Date of this Version
The first year of college is critically important to student success, often shaping the amount and nature of growth and learning over the entire collegiate career in complex and profound ways. For this reason, higher education experts have called for colleges and universities to establish integrated, intentional programs for new students with identified outcomes which are regularly assessed to evaluate effectiveness. The purpose of this concurrent nested study was to investigate how college sophomores perceived their personal development during the first year of college against 10 specific competencies and to understand what types of first year experiences contributed to any reported developmental gains.
Using quantitative data from a survey developed for this project, the study identified gains in these competencies through comparison of students’ self-reports of current level (CL) skill with their retrospective self-reports of entry level (EL) skill in the same competencies using paired samples t tests. Further analysis was conducted using analysis of variance (ANOVA) to determine whether variables of gender; residency; racial or ethnic diversity; and participation in meaningful activities had any impact on reported gains. Additional ANOVA analysis was conducted to determine if there were any interactions between the three demographic variables and participation. Finally, qualitative data provided insights into factors contributing to perceived student growth in the 10 competencies.
Participants reported significant gains in all 10 competencies. No differences in gains on the 10 competencies were found based on gender; racial or ethnic diversity; or participation in activities. Two significant differences in competency gains were found, with campus residents reporting higher gains in understanding of difference and writing skills than their commuting peers. Students of color reported significantly more involvement in meaningful activities than their white peers. A number of between group effects were found, providing valuable information to guide intentional practice.

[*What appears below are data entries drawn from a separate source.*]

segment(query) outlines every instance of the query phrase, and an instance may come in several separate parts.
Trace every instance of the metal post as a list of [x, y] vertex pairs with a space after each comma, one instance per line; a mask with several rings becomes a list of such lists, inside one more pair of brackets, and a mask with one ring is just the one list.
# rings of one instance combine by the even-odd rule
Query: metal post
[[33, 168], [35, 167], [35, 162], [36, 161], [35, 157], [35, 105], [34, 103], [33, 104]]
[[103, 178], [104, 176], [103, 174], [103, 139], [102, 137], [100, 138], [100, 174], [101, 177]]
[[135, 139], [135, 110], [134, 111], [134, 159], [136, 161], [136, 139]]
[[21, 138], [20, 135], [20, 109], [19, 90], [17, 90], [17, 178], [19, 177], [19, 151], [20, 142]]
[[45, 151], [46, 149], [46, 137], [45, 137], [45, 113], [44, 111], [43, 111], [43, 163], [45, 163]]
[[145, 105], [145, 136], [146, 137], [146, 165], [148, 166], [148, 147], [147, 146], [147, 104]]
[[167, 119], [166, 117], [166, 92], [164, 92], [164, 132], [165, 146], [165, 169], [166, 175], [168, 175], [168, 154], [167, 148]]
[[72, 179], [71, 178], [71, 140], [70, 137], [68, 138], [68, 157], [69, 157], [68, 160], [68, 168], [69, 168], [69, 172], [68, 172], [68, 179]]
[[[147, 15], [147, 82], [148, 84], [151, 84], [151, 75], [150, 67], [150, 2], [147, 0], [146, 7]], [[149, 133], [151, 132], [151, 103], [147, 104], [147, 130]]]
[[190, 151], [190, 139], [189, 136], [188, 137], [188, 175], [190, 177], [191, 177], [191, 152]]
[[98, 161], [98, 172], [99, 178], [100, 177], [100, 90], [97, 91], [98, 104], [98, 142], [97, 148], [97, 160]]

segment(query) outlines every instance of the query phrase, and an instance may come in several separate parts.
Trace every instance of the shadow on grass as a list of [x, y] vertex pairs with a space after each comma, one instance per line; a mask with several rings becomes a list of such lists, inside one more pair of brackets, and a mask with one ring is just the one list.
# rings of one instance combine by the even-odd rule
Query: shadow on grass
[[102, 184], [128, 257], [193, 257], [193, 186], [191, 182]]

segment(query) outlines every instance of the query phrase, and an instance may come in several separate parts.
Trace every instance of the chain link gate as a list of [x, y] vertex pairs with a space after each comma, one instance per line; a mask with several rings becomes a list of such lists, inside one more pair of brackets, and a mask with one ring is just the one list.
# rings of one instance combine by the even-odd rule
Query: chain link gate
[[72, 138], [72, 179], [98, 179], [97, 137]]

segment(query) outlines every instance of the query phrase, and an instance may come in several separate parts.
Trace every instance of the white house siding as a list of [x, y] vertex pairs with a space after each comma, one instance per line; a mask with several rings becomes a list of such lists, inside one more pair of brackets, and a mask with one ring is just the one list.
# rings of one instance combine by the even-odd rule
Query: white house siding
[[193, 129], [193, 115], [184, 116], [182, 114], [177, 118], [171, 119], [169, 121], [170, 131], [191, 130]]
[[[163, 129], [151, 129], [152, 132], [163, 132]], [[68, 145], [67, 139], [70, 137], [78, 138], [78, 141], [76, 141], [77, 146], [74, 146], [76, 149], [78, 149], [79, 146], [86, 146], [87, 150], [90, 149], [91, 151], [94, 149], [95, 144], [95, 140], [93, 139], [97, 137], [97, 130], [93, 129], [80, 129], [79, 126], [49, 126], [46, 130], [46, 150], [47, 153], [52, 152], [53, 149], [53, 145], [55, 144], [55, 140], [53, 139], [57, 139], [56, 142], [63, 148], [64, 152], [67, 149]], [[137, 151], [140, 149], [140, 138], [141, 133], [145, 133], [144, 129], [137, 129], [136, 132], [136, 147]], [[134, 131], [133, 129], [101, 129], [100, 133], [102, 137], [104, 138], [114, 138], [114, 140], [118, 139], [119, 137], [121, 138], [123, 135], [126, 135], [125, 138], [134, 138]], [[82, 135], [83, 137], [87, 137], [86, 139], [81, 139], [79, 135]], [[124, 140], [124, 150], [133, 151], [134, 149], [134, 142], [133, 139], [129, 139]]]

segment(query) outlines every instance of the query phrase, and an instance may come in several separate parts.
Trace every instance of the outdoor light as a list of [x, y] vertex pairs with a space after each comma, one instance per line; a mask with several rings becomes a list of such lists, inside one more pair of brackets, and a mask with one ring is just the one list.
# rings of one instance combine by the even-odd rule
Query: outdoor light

Students were able to identify a wide range of curricular and co-curricular factors contributing to their growth in each competency in open-ended responses that were coding using emergent theme coding. Curricular factors predominated in the acquisition of writing and speaking skills, while co-curricular factors predominated in the acquisition of decision-making, self-knowledge, self-esteem/confidence, understanding of difference and community involvement. Problem solving and community involvement were affected equally by factors in both categories.